At the PT Amara Footwear factory located just outside Jakarta, where another Taiwanese contractor makes Converse shoes, a supervisor ordered six female workers to stand in the blazing sun after they failed to meet their target of completing 60 dozen pairs of shoes on time. “They were crying and allowed to continue their job only after two hours under the sun,” said Ujang Suhendi, 47, a worker at a warehouse in the factory.
The deeply unsettling thing about the story is not so much the description of the treatment of those workers — though that is certainly enough to disturb the sleep of any sensitive person. But what about the fact that none of the athletes who endorse Nike shoes for millions of dollars has spoken out about the abuses? One might argue that they don’t know, but ignorance is not an excuse when you are getting the kind of money these people are getting to endorse a pair of shoes that Moms in the ghetto have to shell out $200.00 for so their sons or daughters can keep up with the neighbor kids.

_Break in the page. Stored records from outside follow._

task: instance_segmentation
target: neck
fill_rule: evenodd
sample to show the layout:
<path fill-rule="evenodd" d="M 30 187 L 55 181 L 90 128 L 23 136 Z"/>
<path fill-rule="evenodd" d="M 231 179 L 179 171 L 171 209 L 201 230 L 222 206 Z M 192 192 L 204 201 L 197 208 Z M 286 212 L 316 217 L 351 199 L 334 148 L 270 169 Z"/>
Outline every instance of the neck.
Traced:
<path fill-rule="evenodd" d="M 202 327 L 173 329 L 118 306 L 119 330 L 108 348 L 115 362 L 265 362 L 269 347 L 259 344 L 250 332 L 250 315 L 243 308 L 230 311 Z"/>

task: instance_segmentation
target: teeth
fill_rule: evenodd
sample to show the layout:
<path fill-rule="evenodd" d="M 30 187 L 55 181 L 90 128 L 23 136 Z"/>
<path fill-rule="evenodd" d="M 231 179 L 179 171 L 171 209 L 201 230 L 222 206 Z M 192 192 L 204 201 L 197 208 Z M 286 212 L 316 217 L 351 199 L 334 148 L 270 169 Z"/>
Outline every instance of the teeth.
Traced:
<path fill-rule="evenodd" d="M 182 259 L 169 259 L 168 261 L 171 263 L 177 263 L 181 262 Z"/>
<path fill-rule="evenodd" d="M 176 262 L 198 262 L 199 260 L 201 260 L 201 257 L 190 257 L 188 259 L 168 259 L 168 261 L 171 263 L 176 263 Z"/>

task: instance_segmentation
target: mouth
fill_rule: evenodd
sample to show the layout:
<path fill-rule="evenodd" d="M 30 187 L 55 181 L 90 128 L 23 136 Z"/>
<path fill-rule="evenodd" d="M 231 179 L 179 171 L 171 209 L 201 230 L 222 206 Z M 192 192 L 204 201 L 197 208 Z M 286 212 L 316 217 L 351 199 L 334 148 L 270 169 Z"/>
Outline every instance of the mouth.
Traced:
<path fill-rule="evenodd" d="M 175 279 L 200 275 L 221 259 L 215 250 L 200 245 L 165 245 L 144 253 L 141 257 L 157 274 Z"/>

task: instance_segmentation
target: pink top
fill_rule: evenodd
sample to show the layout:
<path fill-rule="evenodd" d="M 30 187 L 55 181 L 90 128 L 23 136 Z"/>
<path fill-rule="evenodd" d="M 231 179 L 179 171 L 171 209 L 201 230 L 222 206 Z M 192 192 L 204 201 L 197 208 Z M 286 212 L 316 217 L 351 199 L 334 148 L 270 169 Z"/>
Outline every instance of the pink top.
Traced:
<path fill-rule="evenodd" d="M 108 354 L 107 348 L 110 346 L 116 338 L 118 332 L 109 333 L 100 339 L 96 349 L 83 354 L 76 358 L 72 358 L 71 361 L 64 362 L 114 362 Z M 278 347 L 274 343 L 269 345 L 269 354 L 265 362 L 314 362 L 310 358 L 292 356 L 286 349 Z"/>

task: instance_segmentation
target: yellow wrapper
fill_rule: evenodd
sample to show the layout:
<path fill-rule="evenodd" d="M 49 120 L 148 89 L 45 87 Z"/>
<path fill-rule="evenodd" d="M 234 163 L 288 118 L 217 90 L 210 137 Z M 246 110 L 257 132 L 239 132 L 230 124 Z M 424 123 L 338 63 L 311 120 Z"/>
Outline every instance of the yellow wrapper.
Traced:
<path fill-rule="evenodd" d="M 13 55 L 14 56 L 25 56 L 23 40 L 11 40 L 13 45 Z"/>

I note such names as Hope Solo, goal keeper for the American soccer team, Tiger Woods, Rory McIlroy, Michael Jordan, Rafael Nadal, Roger Federer and Michelle Wee — you know, the big names in sports. None of these people has said a word and Jordan, for one, has been with Nike since before Noah filled his ark with all those noisy, smelly animals. It does make one wonder why we adulate these people — because they excel at a sport, I suppose; certainly not because they have exemplary character. In fact, as I have noted in previous blogs, we don’t admire people for the “content of their character,” as Martin Luther King put it, we admire them because they can shoot a basketball, hit a golf ball, kick a soccer ball, or win a tennis tournament. Hardly reason to admire anyone. It suggests that we are indeed a shallow people.
One might argue that we cannot expect athletes to have a social conscience, that their job is to perform at a high level in their sport: they have no responsibility to their fans to set an example. Indeed, this is a hot topic among the talking heads on such TV networks as ESPN. But it does seem that when a person agrees to take millions of dollars — and we are talking about millions of dollars — for endorsing a product these people would first make sure the company is one they would want their names associated with. And Nike does not pass muster on that score. They have been running sweat shops for decades to make the outlandishly expensive shoes that kids simply must have. And they treat their workers like dirt. I don’t know about you, but I wouldn’t wear a pair of Nikes if you paid me.